Vous pensez à quelqu’un, là, en particulier ?
Je veux vraiment faire un film avec le réalisateur colombien Ciro Guerra, et ça arrivera l’an prochain si tout se passe bien. Et j’aimerais beaucoup travailler avec Maïwenn. J’ai vraiment été marqué par son dernier film, Mon roi [en 2015].
Vous vous présentez en acteur plutôt «traditionnel», qui bosse son texte. Dans une récente interview, vous avez évoqué la part d’impro chez les Safdie et leurs acteurs. La confrontation a-t-elle été difficile ?
Oui, mais j’en suis sorti grandi. Peu d’acteurs sur le film lisaient vraiment le script. Parfois, dans une scène, je me retrouvais face à quelqu’un qui improvisait soudainement, et il me semblait très dur de faire aller la scène dans le sens envisagé. J’ai trouvé ça vraiment stressant. Et c’est palpable dans le film. Tant mieux. Plus la pression monte, plus ça enlève une bonne part de conscience de soi. C’est un vrai soulagement. Tu agis si vite que tu n’as plus le temps de te contempler.

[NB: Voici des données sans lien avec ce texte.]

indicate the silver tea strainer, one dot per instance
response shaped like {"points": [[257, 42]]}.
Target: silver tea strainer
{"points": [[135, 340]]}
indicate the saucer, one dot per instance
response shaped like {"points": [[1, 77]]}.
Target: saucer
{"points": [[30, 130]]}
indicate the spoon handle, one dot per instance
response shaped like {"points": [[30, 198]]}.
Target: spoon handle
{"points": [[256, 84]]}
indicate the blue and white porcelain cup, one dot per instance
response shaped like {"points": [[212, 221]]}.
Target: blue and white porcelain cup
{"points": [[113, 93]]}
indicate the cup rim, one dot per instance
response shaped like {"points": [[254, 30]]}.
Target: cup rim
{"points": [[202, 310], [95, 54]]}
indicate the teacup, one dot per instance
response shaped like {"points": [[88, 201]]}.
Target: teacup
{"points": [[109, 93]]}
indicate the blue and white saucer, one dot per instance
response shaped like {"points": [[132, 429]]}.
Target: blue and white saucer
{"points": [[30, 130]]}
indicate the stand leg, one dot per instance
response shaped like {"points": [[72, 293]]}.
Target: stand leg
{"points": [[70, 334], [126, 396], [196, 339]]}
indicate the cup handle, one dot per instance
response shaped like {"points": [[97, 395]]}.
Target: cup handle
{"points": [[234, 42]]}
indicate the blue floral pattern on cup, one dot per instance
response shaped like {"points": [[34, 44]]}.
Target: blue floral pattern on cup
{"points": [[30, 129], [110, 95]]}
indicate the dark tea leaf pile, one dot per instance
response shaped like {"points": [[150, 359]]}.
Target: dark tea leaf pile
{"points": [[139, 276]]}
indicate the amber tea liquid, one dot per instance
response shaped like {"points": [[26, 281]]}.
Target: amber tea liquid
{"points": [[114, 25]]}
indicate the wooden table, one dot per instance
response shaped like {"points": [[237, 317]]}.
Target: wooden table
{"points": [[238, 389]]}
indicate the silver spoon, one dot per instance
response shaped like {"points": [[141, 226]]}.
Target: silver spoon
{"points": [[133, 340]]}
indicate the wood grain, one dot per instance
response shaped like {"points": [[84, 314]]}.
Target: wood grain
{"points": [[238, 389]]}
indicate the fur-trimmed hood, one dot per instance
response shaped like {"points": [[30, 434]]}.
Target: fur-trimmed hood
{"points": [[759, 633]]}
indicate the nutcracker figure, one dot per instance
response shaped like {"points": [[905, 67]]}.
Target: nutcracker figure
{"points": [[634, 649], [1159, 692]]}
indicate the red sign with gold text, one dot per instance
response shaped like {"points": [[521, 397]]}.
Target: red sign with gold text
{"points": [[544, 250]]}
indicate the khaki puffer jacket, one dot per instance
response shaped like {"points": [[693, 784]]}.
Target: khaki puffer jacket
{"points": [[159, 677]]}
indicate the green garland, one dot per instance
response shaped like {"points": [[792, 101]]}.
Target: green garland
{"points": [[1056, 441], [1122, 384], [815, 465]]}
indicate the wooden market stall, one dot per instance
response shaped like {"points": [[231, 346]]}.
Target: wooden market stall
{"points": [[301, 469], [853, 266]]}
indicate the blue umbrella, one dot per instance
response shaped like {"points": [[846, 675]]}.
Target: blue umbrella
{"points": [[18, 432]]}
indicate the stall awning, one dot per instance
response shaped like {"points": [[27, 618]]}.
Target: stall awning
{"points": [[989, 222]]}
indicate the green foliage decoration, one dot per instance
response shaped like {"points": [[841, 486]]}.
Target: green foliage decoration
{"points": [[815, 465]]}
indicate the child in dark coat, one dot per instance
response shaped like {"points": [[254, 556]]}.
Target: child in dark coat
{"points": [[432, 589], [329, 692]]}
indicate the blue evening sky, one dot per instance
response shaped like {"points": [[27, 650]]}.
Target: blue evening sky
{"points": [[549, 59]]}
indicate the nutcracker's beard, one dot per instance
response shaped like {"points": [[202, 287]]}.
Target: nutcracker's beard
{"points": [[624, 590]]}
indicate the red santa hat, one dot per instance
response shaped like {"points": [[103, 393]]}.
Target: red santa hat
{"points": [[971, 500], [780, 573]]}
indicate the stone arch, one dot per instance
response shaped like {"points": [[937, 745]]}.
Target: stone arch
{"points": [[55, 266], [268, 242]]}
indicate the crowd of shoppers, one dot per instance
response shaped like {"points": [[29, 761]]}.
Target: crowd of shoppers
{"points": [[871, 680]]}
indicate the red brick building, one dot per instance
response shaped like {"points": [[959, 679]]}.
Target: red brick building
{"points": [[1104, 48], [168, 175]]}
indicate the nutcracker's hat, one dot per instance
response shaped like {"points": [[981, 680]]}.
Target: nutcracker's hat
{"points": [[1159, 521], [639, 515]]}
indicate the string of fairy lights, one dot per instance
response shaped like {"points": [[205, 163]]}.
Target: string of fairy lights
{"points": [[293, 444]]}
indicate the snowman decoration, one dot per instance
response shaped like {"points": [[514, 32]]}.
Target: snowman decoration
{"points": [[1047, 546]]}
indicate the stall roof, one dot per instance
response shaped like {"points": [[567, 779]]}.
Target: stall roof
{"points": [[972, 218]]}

Vous adoptez divers états dans le film, comme un métamorphe. Les visages pigmentés, les cheveux teints, les changements d’habits. Comment avez-vous vécu cette action de muer constamment ?
En commençant à se comporter légèrement différemment et à changer quelque peu d’apparence, soudain on se retrouve accueilli de façon foncièrement différente. J’ai eu du temps pour expérimenter tout ça, deux mois à New York où j’ai essayé divers costumes et accents. Je parlais aux gens dans la rue pour voir s’ils me reconnaissaient. Parfois on se sent trop conscient de ce que nous sommes. On peut vouloir un temps se débarrasser de ce jugement que l’on a de nous-même. Jouer les shapeshifter permet ça, on se trompe nous-même et on trouve un moyen de tromper les gens, c’est assez addictif. Mais je ne sais pas à quel point c’est sain (rires)…
Comment se passe le tournage avec Claire Denis, en studio à Cologne ?
C’est vraiment incroyable de travailler avec elle. Claire Denis a un monde bien à elle, très intimiste. En plus, elle a quelque chose d’assez semblable (rires)… comme un chaos créatif. Je n’ai jamais dû faire autant confiance à quelqu’un. Mais à la fin de la journée, c’est dans un film de Claire Denis que je rêvais d’être, pas dans les miens.